その言葉の数々を、まだ幼かった富岡ノリ子先生が、不思議と鮮明に覚えています。裕福なお嬢様は、幼心に「どうして世の中には恵まれた人と可哀想な人がいるのだろう」と、それが不思議で仕方がありませんでした。
小学2年生までは、ひとりでは何も出来ない子でした。朝から晩までおばあちゃんがつきっきり。授業も一緒に聞いて帰るほどだったからです。
「さすがに先生も、このままではいけないと思ったのでしょうね。ついに3年生になると、クラスで私に責任のある役割を与え、おばあちゃんにも“もうついて来ないでください”と言いました」
それから富岡先生は、活発でおしゃべり好きな女の子として成長し、なんとお寺のお嬢さんなのにキリスト教系の学校に進むのです。
「英会話の勉強がしたくて、ネイティブの先生に教えて欲しかったんです。祖父には面接では“どちらも祈る心は同じでございます”と答えるように言われました。必ず聞かれるから、って」
大学の英文科を卒業すると、外資系の会社に就職し、秘書として得意の英会話を活かして仕事に没頭しました。
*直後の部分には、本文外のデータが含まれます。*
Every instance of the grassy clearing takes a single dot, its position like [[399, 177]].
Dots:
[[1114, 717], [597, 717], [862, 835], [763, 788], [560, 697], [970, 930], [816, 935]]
「外資系なので、残業はなく、ホテル住まいで食事にも洗濯にも不自由しません。土日になれば、毎週のようにパーティーで、私たちは着物姿で世界中から集まって来る優秀なエンジニアの方々をお迎えしました。本当に楽しかったのですが、そんなところで働いていたら、おまえは一生結婚しないと、祖母に花嫁修業をさせられてしまいました」
結局25歳で結婚したので、華々しいOLライフは2年半と短命に終わりました。
プロの司会からシニアタレント
ひとつの転機が訪れたのは30歳の時でした。
「娘と息子が国立の有名付属小学校に進学し、PTAの実行委員長を任されてしまったのです。でも父兄は有名企業の社長から、ご両親とも医者や大学教授など、凄い肩書きのある方ばかりなんです。もうPTA総会を進行するにも震えますよ」
富岡先生は人前で話すために「江川ひろしの話し方教室」に通うことになります。
「初級から中級、さらに上級と進むにつれて、凄く楽しくなっていきました。そのうちに今度は先生が、結婚式のプロの司会養成講座を始めるんです。最初は誘われても“結構です”と断ったのですが、どうしても2人足りないから…と。結局友だちと一緒に6ヶ月コースを修了しました」
ただし講座を終えても、プロとして司会をする姿はまったく描けていません。
「福島県生まれの私には訛りがあり、いつも先生に“アクセントが違う”と注意されていたんです。だから主人も、おまえにやれるわけがない、って」
ところが力試しに受けてみた4つの会社には、すべて合格してしまいます。
「全部断りましたよ。でも次に茨城県のブライダル会社から依頼があったんです。まあ、茨城なら同じように訛っているからいいか、と年間1か月間の契約で3年間勤めました」
これで自信がついた先生は「婚礼司会者協会」に所属し、10年間司会業をこなします。
「ちょうど50歳の区切りを前に、主婦に戻ります、と自分から辞めました」
しかし司会業を退くとともに、ちょうど長女、長男が相次いで結婚。
「寂しくなって家でポカ~ンとされても困ると思ったのでしょう。娘が私の履歴書を適当に書いて、NACタレントセンターに送ったんです。私もドラマの現場を覗いてみたくて、通行人の役でもいいからやってみようかと…“いつみても波瀾万丈”(日テレ)“”あぐり“(NHK連続テレビ小説)”テレサテン物語“などで、小さな役を演じました。時代劇の舞台もありましたね」
そんな富岡先生を、突然不運が襲います。
「平成19年(2007年)元旦の朝でした。2階に向かって“パパ、おはようございますと挨拶したけれど、15分~20分経っても下に降りてこない。慌てて2階に行ってみると、もう主人の左半身が動きませんでした」
高山東明先生と出会ったのは、介護生活がひと区切りして、夫をデイサービスに預けられることになった頃のことでした。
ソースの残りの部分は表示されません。